In a release from the Writer’s Trust, Miriam is described as a writer who “has the unique ability to generate humour alongside heartache, enlivening life’s dark moments with her quick offhand wit.”
For Miriam, it is all about telling stories.
“All of my life I’d been looking for my form of expression, that necessity of self expression, of creating art and telling stories,” she says. “When I was a kid I didn’t know how I was going to do that … studying journalism was the impetus for me to realize that I did want to tell stories. I loved it. I had great encouragement from my teachers. Talking to other people and finding out what it means to be human was encouraged. It was a worthy thing to do – noble, good work – That is what journalism is and that is what writing fiction is.”
She remembers one professor, Ian Wiseman, who told her she could be a journalist but, as she recalls it, he then challenged her. “He said, what I really should do is go back to my ramshackle home in Winnipeg and just write fiction. And he was right.”
But she didn’t know it at the time. After graduating, Miriam ended up at CBC in Winnipeg where she made radio documentaries.
“I was working on a documentary about mothers on welfare and I had been a mother on welfare. I wanted to write about that. I thought I could do a better job showing that world through the freedom of fiction.”

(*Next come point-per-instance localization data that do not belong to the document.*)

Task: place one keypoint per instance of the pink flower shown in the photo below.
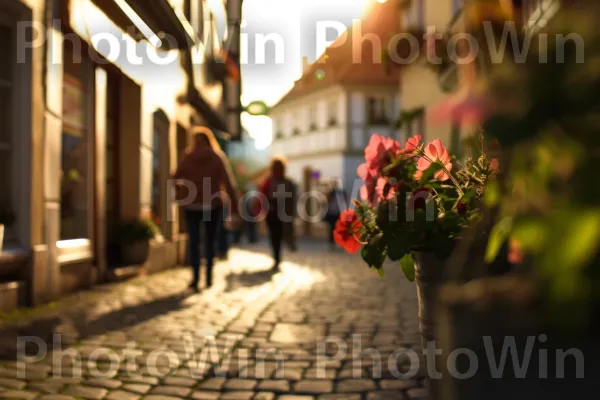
(379, 152)
(368, 192)
(495, 165)
(381, 187)
(412, 144)
(515, 253)
(462, 108)
(434, 152)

That freedom allowed her to write her first book, Summer of My Amazing Luck, the story of Lucy van Alstyne, a single mom on the dole. Miriam was beginning to find her voice.
“I’ve always been obsessed with my own wonky activism, you know, social justice. There’s probably a theme through my work about the individual versus the system, whatever the system is. It could be welfare or fundamentalism or the mental health care system. And that was my obsession in journalism as well as when I first started writing. It was my job in journalism or fiction to defeat the power structure.”
Miriam adds with a laugh, “I haven’t been successful yet.”
But there are more books to come, and Miriam will use her skills to keep up the fight. “It could be with jokes, making fun of it or exploring it in the most heart breaking way,” she says. “And it started right here in Halifax.”